So what was all the trouble about?
Although resistance to Tesco's planning application for the store first came onto my radar last March, the cause of the confusion manipulated by a disaffected minority was summed up recently by Cambridge Conservative parliamentary candidate Richard Normington, who recently attended a planning meeting in the city convened to determine whether should the council enforce its own planning guidelines.
Why bother with rules if you do not plan on enforcing them? However, the City Council has overruled its own guidelines to the point that the council is treated with ridicule by many of those putting in applications. Did you know that two in every five appeals against the city are successful?Indeed, in the planning meeting last March, "The recommendations from council officers and consultants in every case was that the Council should approve the proposed changes, usually with conditions. Arguments were backed up with reference to Central Government advice, history and the context of the Mill Road area in a 153-page agenda." All but one were refused.

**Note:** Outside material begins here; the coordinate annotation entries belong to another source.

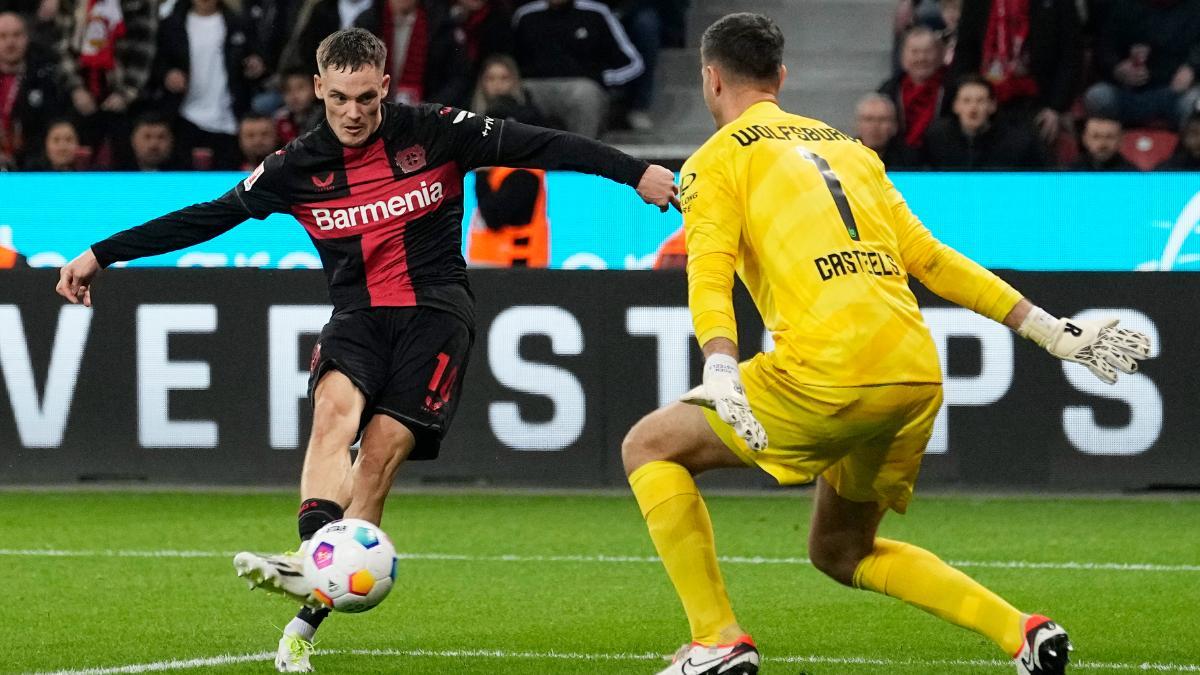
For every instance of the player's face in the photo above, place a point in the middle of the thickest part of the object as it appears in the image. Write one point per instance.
(973, 106)
(1102, 138)
(352, 101)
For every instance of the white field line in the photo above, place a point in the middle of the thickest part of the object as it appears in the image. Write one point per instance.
(883, 663)
(611, 559)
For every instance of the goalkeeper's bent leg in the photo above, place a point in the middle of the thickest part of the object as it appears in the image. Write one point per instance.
(661, 453)
(843, 544)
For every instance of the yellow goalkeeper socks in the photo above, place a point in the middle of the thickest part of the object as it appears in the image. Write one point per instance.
(921, 579)
(683, 535)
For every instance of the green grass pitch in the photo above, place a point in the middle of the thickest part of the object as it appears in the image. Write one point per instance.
(567, 583)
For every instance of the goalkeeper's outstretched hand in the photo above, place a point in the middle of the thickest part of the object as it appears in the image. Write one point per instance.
(1099, 345)
(723, 392)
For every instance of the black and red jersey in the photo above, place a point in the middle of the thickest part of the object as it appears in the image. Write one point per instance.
(387, 216)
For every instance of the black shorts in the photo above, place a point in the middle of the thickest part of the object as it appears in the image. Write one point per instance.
(408, 363)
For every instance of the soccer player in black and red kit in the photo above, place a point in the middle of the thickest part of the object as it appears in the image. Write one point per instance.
(378, 187)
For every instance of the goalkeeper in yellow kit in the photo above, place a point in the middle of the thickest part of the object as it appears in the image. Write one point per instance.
(826, 245)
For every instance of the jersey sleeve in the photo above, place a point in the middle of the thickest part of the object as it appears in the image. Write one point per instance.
(480, 141)
(945, 270)
(713, 222)
(258, 196)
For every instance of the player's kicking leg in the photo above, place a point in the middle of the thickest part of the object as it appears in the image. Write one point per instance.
(325, 485)
(661, 454)
(844, 545)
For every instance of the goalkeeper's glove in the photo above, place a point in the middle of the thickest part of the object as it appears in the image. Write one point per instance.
(723, 392)
(1099, 345)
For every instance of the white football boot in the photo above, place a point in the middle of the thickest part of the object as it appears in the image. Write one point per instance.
(739, 657)
(293, 655)
(1047, 649)
(281, 574)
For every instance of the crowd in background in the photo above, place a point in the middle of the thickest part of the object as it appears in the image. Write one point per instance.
(219, 84)
(1036, 84)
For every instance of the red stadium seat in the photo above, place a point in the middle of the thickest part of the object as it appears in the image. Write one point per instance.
(1147, 148)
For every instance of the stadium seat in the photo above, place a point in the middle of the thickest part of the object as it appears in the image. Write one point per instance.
(1147, 148)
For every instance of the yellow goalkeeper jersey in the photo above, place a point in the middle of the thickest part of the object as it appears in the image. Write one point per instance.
(825, 243)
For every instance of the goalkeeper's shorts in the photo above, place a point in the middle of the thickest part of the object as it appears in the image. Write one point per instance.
(865, 441)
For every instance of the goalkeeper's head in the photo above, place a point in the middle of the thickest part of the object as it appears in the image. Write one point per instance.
(742, 58)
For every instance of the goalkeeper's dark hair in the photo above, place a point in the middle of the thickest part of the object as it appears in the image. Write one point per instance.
(747, 46)
(351, 49)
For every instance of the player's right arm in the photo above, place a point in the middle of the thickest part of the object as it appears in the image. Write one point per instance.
(712, 219)
(1099, 345)
(257, 196)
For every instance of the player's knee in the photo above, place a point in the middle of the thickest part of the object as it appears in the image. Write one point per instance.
(833, 559)
(642, 444)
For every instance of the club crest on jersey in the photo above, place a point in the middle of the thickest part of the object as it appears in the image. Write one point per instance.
(323, 184)
(411, 159)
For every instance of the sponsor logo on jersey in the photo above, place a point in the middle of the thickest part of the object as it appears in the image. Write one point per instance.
(253, 178)
(411, 159)
(366, 214)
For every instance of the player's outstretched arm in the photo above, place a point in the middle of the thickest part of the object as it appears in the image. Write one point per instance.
(1098, 344)
(483, 141)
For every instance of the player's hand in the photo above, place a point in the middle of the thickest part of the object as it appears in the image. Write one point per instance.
(723, 392)
(658, 187)
(1099, 345)
(75, 279)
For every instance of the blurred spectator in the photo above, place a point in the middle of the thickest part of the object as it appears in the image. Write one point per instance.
(153, 143)
(971, 139)
(107, 49)
(29, 96)
(1101, 144)
(643, 22)
(876, 127)
(1187, 154)
(509, 227)
(499, 93)
(300, 111)
(269, 25)
(673, 252)
(919, 89)
(405, 28)
(60, 149)
(205, 69)
(1030, 51)
(569, 52)
(40, 19)
(471, 33)
(316, 21)
(257, 139)
(1149, 54)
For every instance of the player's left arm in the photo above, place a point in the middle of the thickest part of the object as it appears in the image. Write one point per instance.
(712, 219)
(1099, 345)
(480, 141)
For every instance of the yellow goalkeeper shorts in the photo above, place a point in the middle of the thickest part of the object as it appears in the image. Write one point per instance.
(865, 441)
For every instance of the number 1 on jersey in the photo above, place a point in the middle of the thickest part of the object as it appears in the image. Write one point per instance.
(835, 191)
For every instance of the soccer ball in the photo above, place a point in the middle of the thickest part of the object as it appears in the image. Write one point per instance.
(351, 565)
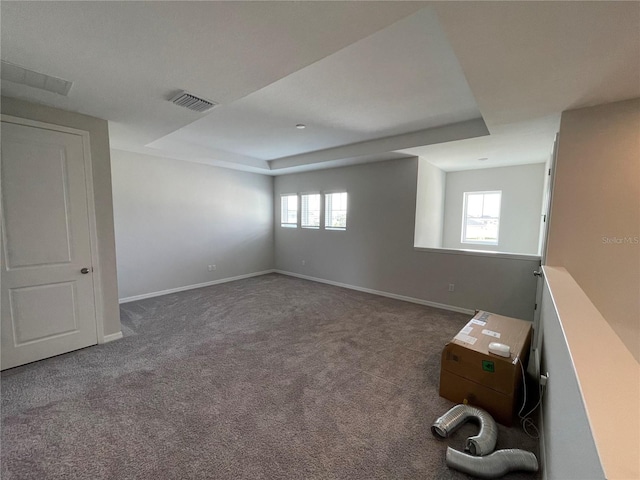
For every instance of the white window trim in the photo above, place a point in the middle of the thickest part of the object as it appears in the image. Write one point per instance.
(324, 211)
(464, 219)
(321, 214)
(290, 225)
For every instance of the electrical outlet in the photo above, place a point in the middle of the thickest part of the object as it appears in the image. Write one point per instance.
(544, 379)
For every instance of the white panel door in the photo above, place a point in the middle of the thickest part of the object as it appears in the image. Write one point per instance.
(48, 305)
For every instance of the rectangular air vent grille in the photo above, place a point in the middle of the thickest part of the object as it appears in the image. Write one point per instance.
(17, 74)
(197, 104)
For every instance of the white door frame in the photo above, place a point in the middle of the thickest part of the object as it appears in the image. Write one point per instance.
(91, 209)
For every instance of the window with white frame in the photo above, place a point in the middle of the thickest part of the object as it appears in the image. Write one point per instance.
(481, 217)
(335, 211)
(310, 210)
(289, 211)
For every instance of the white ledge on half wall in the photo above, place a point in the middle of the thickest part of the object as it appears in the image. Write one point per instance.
(478, 253)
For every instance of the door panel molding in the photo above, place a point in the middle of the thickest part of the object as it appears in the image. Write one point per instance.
(91, 213)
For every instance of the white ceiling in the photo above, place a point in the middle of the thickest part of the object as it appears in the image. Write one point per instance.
(371, 80)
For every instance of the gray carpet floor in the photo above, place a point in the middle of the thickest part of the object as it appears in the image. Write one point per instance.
(270, 377)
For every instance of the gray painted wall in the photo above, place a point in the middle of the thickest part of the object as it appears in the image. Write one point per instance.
(100, 164)
(522, 191)
(569, 449)
(429, 205)
(174, 218)
(376, 251)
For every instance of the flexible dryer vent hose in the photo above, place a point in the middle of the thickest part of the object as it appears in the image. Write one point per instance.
(496, 465)
(481, 444)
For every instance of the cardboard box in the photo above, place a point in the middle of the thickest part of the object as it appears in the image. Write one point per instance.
(469, 373)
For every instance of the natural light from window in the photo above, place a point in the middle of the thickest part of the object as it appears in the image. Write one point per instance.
(289, 211)
(310, 210)
(335, 211)
(481, 217)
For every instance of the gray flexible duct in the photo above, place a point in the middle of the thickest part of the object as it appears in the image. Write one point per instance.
(496, 465)
(481, 444)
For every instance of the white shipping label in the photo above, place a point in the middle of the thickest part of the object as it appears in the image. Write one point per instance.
(466, 338)
(491, 333)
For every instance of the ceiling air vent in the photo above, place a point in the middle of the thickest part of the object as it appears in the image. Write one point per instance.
(197, 104)
(17, 74)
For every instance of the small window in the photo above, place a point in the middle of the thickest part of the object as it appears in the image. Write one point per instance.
(289, 211)
(481, 217)
(335, 211)
(310, 211)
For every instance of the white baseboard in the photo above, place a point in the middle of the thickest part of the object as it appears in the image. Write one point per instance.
(543, 451)
(191, 287)
(111, 337)
(404, 298)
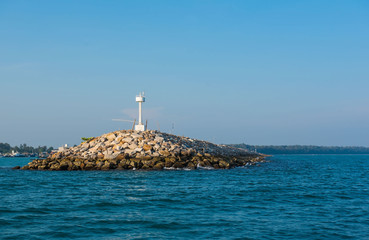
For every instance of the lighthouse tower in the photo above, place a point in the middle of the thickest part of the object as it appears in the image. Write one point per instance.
(140, 99)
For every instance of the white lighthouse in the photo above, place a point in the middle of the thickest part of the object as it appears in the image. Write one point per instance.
(140, 99)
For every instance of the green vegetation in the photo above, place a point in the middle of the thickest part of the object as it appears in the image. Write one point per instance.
(23, 148)
(302, 149)
(87, 139)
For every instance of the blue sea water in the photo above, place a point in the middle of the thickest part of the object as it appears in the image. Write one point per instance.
(289, 197)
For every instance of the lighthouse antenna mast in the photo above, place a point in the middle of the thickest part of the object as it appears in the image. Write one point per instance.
(140, 99)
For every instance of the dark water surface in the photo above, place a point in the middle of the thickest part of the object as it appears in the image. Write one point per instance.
(290, 197)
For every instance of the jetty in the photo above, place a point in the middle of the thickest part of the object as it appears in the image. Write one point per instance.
(146, 150)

The anti-Tesco cmpaign has been backed up by the city's Liberal Democrat MP David Howarth, who was a witness to an assault on a 66-year-old woman collecting signatures for a petition in favour of Tesco's. To his merit he offered himself to the police as a witness; but although I realise MPs must immerse themselves in all aspects of life in their constituencies, I wonder why he was concentrating on keeping Tesco away from Mill Road while on the same thoroughfare you can buy cannabis seeds, second-hand firearms and hard core pornography, while elsewhere in the city there are problems with drug-taking, prostitution, benefit-ghettoes and drink-fuelled violence at chucking-out time. Tesco's, it seems, should be the least of his problems, and the whole situation reflects the risks of mixing with single-issue activists to the exclusion of people who are on the other side of that issue.
There are those who say that Tesco's opening will herald shop closures and job losses. They will, of course, be proven right, because shops have been closing and jobs been lost for some time now - it's called a recession.

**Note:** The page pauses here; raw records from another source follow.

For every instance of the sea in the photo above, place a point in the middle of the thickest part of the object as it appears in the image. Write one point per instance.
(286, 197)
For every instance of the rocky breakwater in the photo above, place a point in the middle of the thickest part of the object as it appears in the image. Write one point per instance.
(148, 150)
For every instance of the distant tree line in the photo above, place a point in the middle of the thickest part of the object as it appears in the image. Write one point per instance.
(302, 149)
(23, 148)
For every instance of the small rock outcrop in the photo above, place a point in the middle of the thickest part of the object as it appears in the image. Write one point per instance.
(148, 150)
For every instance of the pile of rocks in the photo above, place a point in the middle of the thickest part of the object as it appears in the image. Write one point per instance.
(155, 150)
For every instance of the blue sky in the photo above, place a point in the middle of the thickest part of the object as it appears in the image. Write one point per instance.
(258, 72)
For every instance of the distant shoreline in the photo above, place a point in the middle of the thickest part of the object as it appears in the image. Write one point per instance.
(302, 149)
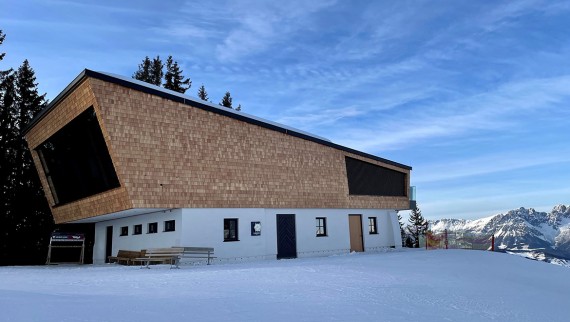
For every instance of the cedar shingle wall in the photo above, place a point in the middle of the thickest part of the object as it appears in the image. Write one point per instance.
(111, 201)
(170, 155)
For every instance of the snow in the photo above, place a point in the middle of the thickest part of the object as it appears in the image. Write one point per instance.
(407, 285)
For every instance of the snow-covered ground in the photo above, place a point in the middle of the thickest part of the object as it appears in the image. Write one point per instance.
(413, 285)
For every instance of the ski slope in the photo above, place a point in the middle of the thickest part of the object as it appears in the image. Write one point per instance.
(408, 285)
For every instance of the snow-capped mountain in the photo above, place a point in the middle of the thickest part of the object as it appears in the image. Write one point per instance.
(534, 234)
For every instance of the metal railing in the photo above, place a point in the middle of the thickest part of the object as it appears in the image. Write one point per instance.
(453, 240)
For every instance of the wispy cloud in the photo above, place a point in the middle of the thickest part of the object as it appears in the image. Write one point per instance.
(263, 24)
(483, 165)
(493, 111)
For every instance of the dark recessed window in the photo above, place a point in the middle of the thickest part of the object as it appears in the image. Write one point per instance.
(169, 225)
(76, 161)
(321, 226)
(373, 180)
(372, 225)
(152, 228)
(230, 229)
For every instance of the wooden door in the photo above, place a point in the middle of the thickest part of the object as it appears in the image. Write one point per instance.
(355, 228)
(109, 243)
(286, 236)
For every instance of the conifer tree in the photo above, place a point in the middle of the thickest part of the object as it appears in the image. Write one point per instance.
(402, 231)
(156, 72)
(143, 73)
(24, 213)
(202, 94)
(227, 100)
(417, 226)
(174, 80)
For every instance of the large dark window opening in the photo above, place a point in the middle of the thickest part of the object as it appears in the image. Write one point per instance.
(76, 161)
(369, 179)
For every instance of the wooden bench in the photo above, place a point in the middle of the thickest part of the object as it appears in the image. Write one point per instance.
(197, 252)
(173, 255)
(125, 256)
(160, 255)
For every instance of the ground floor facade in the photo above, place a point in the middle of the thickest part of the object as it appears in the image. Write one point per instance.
(243, 234)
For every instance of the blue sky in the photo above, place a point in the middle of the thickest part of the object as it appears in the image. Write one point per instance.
(474, 95)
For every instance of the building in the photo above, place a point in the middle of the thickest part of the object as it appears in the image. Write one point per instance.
(154, 168)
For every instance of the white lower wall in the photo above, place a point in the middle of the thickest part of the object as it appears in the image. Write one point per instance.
(204, 228)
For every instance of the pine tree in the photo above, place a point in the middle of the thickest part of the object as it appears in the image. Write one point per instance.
(227, 100)
(24, 213)
(202, 94)
(402, 231)
(156, 72)
(143, 74)
(173, 78)
(416, 226)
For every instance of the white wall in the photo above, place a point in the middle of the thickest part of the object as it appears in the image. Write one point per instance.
(204, 228)
(137, 242)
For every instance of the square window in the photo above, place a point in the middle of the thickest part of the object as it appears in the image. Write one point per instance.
(256, 228)
(152, 228)
(230, 229)
(169, 225)
(372, 226)
(321, 226)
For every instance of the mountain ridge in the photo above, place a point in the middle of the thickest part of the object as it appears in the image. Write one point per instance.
(524, 231)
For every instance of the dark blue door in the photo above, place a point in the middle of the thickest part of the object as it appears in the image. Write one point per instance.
(286, 236)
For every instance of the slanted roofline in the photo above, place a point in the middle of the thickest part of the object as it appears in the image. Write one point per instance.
(197, 103)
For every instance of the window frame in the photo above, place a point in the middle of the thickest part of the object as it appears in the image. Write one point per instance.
(167, 224)
(321, 225)
(154, 225)
(372, 226)
(228, 223)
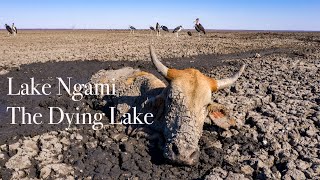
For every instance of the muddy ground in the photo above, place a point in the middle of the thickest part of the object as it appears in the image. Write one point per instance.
(276, 104)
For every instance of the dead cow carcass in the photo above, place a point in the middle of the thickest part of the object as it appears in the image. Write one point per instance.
(180, 109)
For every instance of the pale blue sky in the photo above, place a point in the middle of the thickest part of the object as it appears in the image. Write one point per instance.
(213, 14)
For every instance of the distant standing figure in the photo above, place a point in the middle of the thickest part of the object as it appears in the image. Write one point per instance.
(199, 27)
(152, 29)
(14, 29)
(132, 29)
(177, 29)
(158, 29)
(165, 28)
(8, 29)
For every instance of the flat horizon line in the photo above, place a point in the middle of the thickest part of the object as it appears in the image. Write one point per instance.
(209, 30)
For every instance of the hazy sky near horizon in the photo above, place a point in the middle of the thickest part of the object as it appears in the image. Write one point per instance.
(213, 14)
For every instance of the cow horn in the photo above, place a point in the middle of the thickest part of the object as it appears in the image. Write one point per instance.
(223, 83)
(160, 67)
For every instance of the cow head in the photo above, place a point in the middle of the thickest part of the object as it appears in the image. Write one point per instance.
(187, 103)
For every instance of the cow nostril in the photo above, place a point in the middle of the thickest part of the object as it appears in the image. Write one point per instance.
(175, 149)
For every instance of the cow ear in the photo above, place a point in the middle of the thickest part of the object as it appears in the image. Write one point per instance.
(219, 116)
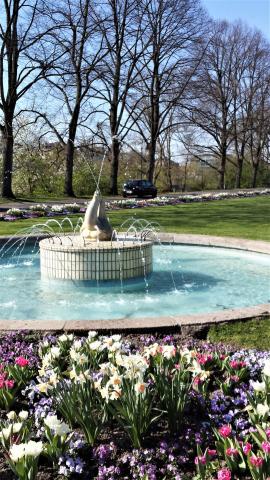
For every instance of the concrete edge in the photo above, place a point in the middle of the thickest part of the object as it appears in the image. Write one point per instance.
(155, 323)
(148, 323)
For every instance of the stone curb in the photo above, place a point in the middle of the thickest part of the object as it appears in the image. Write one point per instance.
(171, 322)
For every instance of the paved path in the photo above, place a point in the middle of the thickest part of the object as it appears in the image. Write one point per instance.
(25, 204)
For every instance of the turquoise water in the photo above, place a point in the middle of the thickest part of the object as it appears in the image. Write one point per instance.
(185, 280)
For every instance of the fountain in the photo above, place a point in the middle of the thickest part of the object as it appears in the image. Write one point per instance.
(126, 277)
(96, 253)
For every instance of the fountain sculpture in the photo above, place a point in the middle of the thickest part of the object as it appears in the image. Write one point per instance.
(96, 253)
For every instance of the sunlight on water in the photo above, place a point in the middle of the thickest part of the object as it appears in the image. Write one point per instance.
(185, 280)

Something that may militate in Tesco's favour is the lack of an alcohol licence, in the context of accusations that the outlet - in reality a small shop among small shops - will become another source of cheap booze in an area plagued by problems related to the stuff. A dry Tesco's, I believe, will throw light onto the true source of inexpensive strong lagers and ciders whose brewers are well aware of their target market. They are sold in some of the very independent traders whom the No Mill Road Tesco Campaign affects to protect.
The campaign is, of course, in tatters, a fact recognised by judge Lord Carlisle of Berriew when he threw out Campaign member Richard Rippin's attempt to force a judicial review of the Council's decision-making process: "This application is in reality an attempt to revive the No Mill Road Tesco Campaign under the guise of a Judicial Review claim. It is a misuse of Judicial Review".

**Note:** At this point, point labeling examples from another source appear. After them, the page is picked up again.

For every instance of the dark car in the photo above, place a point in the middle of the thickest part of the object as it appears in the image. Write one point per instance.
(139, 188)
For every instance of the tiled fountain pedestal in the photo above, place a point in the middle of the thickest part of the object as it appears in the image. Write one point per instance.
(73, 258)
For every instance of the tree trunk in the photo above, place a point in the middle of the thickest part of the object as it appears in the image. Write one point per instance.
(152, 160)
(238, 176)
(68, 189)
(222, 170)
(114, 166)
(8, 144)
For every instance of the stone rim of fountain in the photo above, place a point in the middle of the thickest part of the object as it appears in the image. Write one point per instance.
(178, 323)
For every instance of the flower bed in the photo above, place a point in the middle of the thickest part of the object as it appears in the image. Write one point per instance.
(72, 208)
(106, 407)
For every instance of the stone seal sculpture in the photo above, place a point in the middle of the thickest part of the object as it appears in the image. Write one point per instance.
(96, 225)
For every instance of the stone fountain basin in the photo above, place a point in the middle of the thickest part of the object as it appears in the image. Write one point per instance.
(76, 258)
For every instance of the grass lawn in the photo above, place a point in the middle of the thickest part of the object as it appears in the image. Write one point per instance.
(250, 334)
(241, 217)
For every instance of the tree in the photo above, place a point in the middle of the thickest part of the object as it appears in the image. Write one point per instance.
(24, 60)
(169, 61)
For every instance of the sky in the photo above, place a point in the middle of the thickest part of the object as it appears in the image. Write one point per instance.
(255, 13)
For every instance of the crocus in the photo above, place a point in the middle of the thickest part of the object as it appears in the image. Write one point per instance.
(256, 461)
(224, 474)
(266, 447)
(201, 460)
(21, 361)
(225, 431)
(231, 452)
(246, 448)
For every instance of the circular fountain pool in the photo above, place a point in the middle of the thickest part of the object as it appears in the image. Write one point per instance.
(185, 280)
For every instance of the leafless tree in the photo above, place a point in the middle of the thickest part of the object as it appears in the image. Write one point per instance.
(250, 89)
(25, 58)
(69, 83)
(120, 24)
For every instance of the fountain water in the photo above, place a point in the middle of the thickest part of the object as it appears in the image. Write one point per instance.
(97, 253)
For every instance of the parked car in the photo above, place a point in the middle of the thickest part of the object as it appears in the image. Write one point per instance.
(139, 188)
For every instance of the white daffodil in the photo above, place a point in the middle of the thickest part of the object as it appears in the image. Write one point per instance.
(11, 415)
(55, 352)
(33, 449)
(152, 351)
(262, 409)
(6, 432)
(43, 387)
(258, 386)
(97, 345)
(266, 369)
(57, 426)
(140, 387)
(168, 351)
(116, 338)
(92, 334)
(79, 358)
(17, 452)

On Wednesday morning, Minora phoned me from outside Mill Road Tesco's to report that there were a few Campaign members outside the entrance, flanked by watchful police officers. While Campaign supporters had been quite vociferous when protesting in the Cambridge Folk Festival, these would only give a terse "I can't comment", presumably having been well-warned. It's a sign of the times that pragmatism has won out over ideologically-based censorship, and anybody who doesn't like Tesco's will be free to use any of the meny other shops in Mill Road. That's how free choice works.